Danwei Noon Report

Bus bombs, Israel, Dell and robot chicks in China

Crazy football commentator on Esquire

August 7, 2006 - Danwei Noon Report, a daily roundup of new and old media coverage about China, from Chinese and English sources

• Jonathan Ansfield has become the Beijing correspondent for the politics and current events website Spot-On. His articles can be found here. In his article Arab, Jew and Chinese, he looks at Chinese reactions to the Israel - Lebanon war and the killing of the Chinese UN Peacekeeper. Another recent article of Ansfield's well worth a read is The Vicious Wheel of Life, a look at Chinese yuppies new fondness for 'living Buddhas' and other manifestations of a "schmaltzy search for inner strength" that seems to be occupying more and more Chinese people.

• Huang Jianxiang is the Chinese football TV commentator whose enthusiasm for the Italian team and hostility to the Australians during their recent World Cup match got him into trouble (see Danwei story). He is the cover boy of the August issue of Esquire's Chinese edition (image reproduceed above from Netease).

• Dell is in trouble on the Internet in China, as reported by Sam Flemming, Imagethief, and Business Week. From Sam Flemming:

The Business Weeek article cites a recent Dell incident as a case study where a consumer complaint on a BBS about a processor eventually led to a class action suit.

Here is the timeline for Dell's "processor gate."

June 23: First consumer complaint on IT168 BBS notebook forum

June 24: IT168 forum administrator invites others to complain about Dell

June 24: IT168 sets up special "Dell Hell" section to track issue

June 28: Dell responds to the incident, says "sorry"

June 29: Lawyer Ma Jianrong invites forum participants to join a class action lawsuit

June 30: Story moves to mainstream media, dubbed "Processor Gate"

July 4: CCTV reports the class action suit

July 5: Dell offers refund; consumers not mollified

• Last Friday The Beijing News reported that a bomb exploded in Tianzhu, Guizhou Province, killing 11 people. The bombing is being investigated (source in Chinese).

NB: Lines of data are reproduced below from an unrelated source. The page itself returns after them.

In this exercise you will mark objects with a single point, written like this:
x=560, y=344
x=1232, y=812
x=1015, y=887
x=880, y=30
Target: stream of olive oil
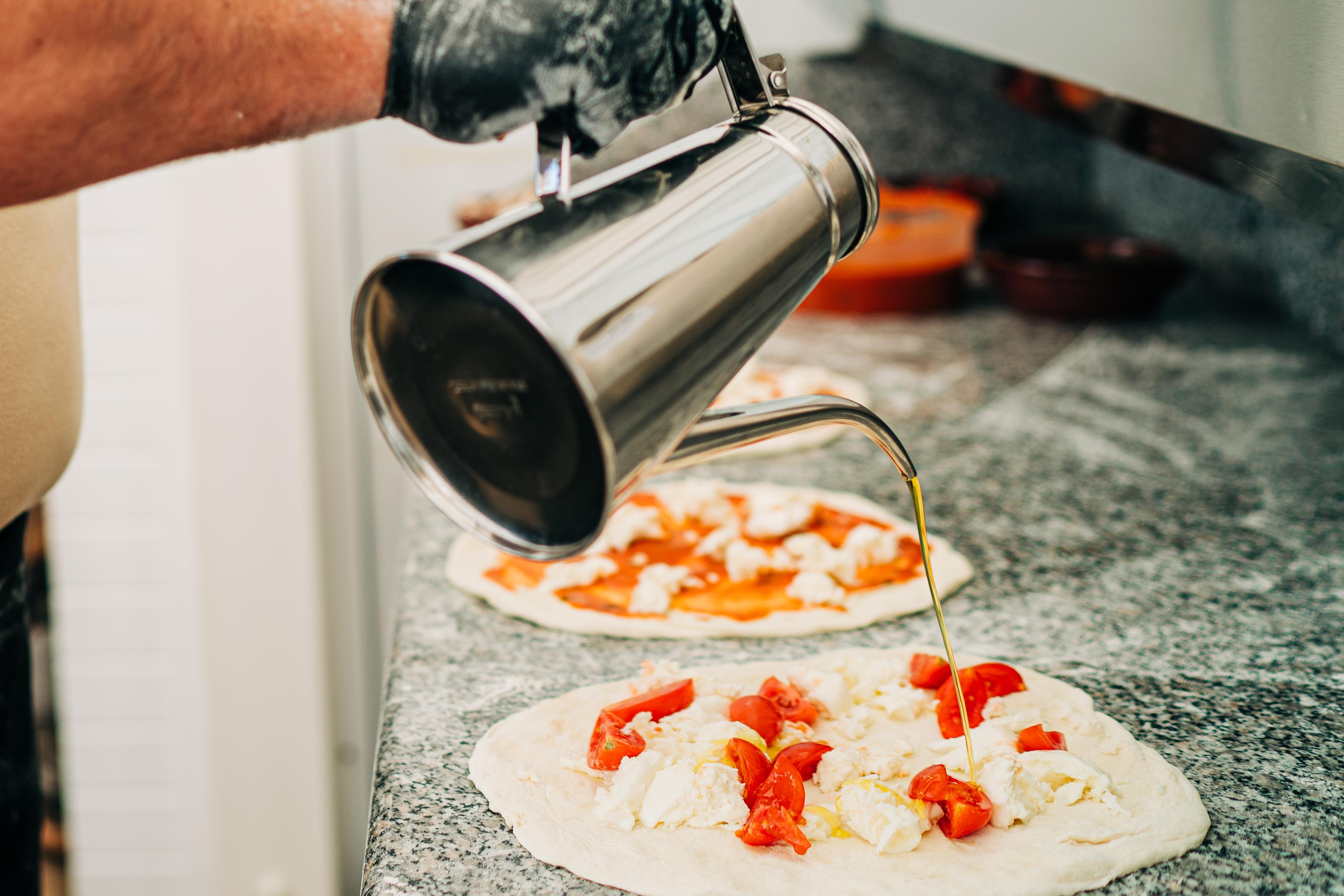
x=943, y=626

• Chinanews.com reports that China's first female robot, capable of speaking English and Sichuan dialect Chinese, has been unveiled by the automatization research department of the Chinese Academy of Science. (Source in Chinese)

• BBS aggregator Daqi has a post warning young women against date rape drugs such as Ketamine and GHB. (Source in Chinese)

• A Texas website has published an AP article titled: Foreign teachers in China flee 'sweatshop' jobs in English-language schools. It chronicles the adventures of some foreign English teachers in China who were mistreated by their schools.

• The Economist has published an article called Retailing in China - Ready for warfare in the aisles (subscription required). Excerpt:

Just two decades ago, shops had surly staff offering a few drab items, often locked safely away in glass cases. Yet there is still a long way to go. Even today, much of the population buys from daily markets or directly from producers. Organised retailing remains relatively new. Most Chinese stores are tiny, family-run outfits. China's top 100 chains account for just a tenth of total retail sales...

...Yet the arrival of foreign retailers is changing things. Apart from Wal-Mart, other successful giants have set up shop, including France's Carrefour, Britain's B&Q and Malaysia's Parkson. Foreign firms now account for 23% of the sales of the top 100 food retailers in China. More are arriving with the lifting of rules restricting foreign chains to a handful of big cities. In 2005, over 1,000 new retailers received approval, of which more than half had foreign investors. There are now over 1,000 foreign retailers in China compared with just 314 two years ago.

Local rivals have responded ferociously. Crippling price discounts can be accompanied by dirty tactics: some stores send fake “customers” to rivals' new stores to snap up all the promotions before genuine customers can get them. Another trick is to jam the doors of the lockers used by shoppers to store their purchases. Meanwhile, retailing costs are rising.

• The Wall Street Journal reports: Employees at Second Wal-Mart Store in China Form Union (subscription required). The title is slightly misleading, since unions in China are not set up by employees without approval and organization from the state-controlled union organizations.

• From The Financial Times: East China Sea spat heightens Japan tensions. Excerpt:

The long-running battle between Japan and China over a disputed oil and gas field in the East China Sea has intensified, after Japan responded to a report that China had started production by saying it would tell China to stop if necessary.

CNOOC, a Chinese state-controlled upstream oil and gas company, ended months of speculation when it said on its homepage on Friday that it had begun production at the field, known in China as Chunxiao and in Japan as Shirakaba.

If CNOOC's claim proves correct, it is likely to worsen relations between the Asian powers, which have deteriorated considerably since Junichiro Koizumi became Japanese prime minister in 2001.

• The NewYork Times has published a review by Orville Schell of John Pomfret's book Chinese Lessons.